Fabriquer une femme - Marie Darrieussecq

Rose et Solange sont deux adolescentes qui grandissent dans les années 80 à Clèves, une petite ville du Pays Basque. Rose est une jeune fille plutôt rangée et raisonnable. Elle forme déjà un mignon petit couple avec Christian mais se demande quand même si c’est “le bon”. Solange (personnage déjà croisé dans Clèves, un autre roman de Marie Darieussecq) habite en face de chez Rose. Issue d’un milieu modeste, elle a un tempérament plus rebelle et rêve déjà d’autres horizons. Leurs caractères très différents n’empêchent pas Rose et Solange d’être amies. Pourtant quand Solange tombe enceinte à 15 ans, les deux jeunes filles vont prendre des trajectoires radicalement opposées. 

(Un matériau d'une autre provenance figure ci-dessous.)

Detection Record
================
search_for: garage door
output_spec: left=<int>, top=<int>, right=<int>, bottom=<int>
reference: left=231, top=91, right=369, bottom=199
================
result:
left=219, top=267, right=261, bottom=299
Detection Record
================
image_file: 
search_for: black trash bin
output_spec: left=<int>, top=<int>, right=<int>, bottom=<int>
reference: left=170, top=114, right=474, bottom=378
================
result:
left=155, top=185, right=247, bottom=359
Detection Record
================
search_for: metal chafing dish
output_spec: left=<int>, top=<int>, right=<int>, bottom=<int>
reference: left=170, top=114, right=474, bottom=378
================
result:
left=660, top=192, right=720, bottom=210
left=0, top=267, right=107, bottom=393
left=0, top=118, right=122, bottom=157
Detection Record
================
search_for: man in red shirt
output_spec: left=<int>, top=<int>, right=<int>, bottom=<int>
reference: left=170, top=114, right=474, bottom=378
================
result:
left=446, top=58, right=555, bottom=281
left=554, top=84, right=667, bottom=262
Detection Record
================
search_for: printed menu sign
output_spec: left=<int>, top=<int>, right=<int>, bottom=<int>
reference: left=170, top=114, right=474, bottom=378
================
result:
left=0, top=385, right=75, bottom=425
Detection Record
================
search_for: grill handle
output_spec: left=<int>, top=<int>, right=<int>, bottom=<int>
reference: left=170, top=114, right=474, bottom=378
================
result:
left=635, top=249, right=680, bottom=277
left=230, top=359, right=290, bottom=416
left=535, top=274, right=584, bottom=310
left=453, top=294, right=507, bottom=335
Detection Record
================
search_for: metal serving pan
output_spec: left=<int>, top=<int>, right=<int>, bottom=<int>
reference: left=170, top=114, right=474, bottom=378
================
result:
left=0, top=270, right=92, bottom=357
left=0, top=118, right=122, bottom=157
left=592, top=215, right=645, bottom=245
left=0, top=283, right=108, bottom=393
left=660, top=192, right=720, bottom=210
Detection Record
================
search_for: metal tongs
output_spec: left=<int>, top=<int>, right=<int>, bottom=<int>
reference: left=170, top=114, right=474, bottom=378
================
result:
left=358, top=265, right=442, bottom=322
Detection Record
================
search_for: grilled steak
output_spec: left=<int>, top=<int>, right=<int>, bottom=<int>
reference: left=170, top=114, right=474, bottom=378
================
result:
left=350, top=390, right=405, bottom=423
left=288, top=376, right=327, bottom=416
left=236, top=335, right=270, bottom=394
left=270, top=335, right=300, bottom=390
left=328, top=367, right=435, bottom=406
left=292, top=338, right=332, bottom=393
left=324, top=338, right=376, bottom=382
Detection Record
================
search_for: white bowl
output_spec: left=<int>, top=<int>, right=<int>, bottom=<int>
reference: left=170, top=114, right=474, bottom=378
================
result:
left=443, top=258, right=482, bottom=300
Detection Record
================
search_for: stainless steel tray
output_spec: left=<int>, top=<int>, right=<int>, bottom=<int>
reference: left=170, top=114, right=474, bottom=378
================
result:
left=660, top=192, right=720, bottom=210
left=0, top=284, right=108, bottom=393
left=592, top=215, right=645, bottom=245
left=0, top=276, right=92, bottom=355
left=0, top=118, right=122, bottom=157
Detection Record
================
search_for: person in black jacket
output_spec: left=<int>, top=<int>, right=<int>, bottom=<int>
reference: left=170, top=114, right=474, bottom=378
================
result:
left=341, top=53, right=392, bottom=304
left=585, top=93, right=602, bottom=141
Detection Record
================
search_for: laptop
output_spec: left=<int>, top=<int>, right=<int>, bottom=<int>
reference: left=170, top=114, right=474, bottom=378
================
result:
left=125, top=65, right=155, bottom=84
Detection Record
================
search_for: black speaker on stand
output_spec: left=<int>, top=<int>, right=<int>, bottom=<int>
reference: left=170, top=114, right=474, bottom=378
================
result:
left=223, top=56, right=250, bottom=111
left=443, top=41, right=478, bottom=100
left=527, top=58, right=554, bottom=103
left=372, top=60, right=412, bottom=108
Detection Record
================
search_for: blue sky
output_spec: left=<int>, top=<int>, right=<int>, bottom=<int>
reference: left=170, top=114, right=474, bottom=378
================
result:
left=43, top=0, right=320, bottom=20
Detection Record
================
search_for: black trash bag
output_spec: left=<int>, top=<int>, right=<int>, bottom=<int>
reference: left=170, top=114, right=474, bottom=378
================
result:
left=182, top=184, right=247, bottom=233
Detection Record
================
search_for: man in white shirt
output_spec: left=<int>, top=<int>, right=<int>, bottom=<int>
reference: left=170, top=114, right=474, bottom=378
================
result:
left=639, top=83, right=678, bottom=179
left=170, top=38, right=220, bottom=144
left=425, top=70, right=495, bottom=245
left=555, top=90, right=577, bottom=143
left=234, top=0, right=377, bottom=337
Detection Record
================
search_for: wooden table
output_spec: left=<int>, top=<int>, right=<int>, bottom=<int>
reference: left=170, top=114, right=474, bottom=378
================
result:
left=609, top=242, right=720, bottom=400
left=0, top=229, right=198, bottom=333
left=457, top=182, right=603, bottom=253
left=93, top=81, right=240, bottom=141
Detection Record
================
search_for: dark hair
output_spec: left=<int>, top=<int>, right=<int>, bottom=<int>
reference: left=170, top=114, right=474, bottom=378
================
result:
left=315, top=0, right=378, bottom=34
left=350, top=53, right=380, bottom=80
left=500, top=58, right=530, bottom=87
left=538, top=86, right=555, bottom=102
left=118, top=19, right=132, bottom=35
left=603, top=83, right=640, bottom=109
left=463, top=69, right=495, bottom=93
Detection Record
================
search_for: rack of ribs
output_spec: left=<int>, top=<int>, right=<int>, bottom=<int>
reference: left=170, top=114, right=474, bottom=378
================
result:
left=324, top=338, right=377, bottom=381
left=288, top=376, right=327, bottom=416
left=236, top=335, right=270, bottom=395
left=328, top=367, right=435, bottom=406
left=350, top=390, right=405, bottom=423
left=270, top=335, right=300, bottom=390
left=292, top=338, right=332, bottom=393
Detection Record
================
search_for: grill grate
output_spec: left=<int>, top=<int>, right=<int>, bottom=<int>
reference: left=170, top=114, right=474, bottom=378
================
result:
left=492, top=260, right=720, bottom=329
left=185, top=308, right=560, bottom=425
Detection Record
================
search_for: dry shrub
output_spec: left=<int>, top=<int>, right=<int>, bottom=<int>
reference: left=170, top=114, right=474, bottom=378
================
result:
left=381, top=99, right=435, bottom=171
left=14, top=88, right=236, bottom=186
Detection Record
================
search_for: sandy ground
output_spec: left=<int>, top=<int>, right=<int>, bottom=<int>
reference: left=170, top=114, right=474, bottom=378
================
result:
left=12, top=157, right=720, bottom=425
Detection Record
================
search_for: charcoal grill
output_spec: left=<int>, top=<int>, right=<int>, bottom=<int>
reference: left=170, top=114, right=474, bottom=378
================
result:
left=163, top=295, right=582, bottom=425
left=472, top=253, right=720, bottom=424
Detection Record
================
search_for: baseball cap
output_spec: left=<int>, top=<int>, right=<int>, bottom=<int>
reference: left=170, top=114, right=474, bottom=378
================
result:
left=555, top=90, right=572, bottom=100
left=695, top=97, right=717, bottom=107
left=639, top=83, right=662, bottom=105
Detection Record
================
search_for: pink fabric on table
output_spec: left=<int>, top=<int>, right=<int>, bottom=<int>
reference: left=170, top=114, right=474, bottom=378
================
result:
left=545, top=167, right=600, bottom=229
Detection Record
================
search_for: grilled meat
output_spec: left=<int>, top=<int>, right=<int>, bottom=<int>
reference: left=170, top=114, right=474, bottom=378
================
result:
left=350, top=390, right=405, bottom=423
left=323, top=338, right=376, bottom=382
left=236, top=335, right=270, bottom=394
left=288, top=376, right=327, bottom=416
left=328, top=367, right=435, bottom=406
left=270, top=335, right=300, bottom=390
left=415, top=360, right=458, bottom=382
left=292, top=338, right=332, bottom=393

Ce roman est construit en deux temps : dans la première partie du livre on suit d’abord Rose de son adolescence jusqu’à ses premiers pas dans l’âge adulte. Puis dans la deuxième moitié on adopte le point de vue de Solange, revenant parfois sur les mêmes événements, mais perçus de façon différente. 

J’ai beaucoup aimé ce roman, d’abord parce que les deux personnages sont de la même génération que moi, j’y ai donc retrouvé une ambiance et des souvenirs de mon adolescence dans les années 80/90. J’ai quand même préféré la première partie, celle autour de Rose. La 2e moitié autour du personnage de Solange m’a semblé plus caricaturale et un peu répétitive, même si c’est aussi là que le roman s’ancre le plus dans son époque, avec notamment l’apparition du Sida. Malgré ce petit bémol, Fabriquer une femme reste un roman très agréable à lire sur cette période charnière qu’est l’adolescence. 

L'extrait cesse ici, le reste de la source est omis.